Then, when we go to look up the record, we won’t find it in the original cell, but again, we can 
try the “alternative” cells one by one until we do find our value. 

This process, which is what allows closing hashing to work, is known as probing, and the list 
of alternative cell indices is known as a probing sequence. It might seem like creating a probing 
sequence is a lot of work, but actually there are mathematical patterns that allow us to express 
a probing sequence quickly and easily. We can have a function that takes as a parameter the 
number of probes we have made so far (with our initial attempt, to access the original cell, being 
the “zero-th” probe, not the first probe). Each time a cell is full, our probe number increases 
by 1, and a new value is passed into the function. The numbers returned by this function, then, 
represent offsets from the original cell. So, in this manner, we don’t even need a separate list 
of alternative cells for each spot in the table — if our original cell is different, even if the list of 
offsets is the same we will still get different alternative cells. 

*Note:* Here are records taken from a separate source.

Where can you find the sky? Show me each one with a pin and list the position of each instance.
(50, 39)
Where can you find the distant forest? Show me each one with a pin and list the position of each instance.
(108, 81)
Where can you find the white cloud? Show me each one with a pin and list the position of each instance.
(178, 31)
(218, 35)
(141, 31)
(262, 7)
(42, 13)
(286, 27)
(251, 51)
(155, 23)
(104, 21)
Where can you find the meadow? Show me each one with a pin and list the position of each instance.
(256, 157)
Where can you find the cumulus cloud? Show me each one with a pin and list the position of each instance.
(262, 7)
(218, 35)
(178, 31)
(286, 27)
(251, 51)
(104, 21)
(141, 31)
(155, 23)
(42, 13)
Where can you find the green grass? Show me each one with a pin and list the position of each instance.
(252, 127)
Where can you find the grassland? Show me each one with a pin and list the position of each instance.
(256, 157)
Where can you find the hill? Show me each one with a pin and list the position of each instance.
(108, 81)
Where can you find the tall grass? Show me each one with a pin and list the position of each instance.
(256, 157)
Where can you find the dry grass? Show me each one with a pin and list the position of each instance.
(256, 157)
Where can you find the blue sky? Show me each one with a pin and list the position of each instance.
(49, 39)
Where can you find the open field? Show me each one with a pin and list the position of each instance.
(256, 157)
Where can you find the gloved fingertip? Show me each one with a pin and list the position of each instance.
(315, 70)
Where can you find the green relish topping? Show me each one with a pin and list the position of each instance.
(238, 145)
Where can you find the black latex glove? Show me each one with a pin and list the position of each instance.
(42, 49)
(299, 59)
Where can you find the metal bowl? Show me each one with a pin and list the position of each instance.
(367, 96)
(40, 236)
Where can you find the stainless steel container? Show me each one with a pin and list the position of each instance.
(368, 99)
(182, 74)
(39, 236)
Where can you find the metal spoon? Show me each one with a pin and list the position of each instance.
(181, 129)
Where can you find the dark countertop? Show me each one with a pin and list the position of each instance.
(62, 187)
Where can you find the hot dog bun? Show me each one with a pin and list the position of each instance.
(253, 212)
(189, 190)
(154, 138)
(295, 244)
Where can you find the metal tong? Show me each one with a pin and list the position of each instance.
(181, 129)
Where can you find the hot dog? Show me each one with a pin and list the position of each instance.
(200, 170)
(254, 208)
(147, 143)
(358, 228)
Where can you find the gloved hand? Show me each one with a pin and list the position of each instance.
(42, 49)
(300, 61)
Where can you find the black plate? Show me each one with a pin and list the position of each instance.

In short, we can now handle hashing via the following formula: 


H(x, i) = (h(x) + f(i)) % tablesize 


where h(x) is once again the function that gives us the original cell, and f(z) is our probing 
function. Since we only have a finite-sized table, we use the modulus function to wrap around 
the end of the table, hence the “% tablesize” at the end of the expression (recall that, in C++, 
the % operator signifies the modulus operation).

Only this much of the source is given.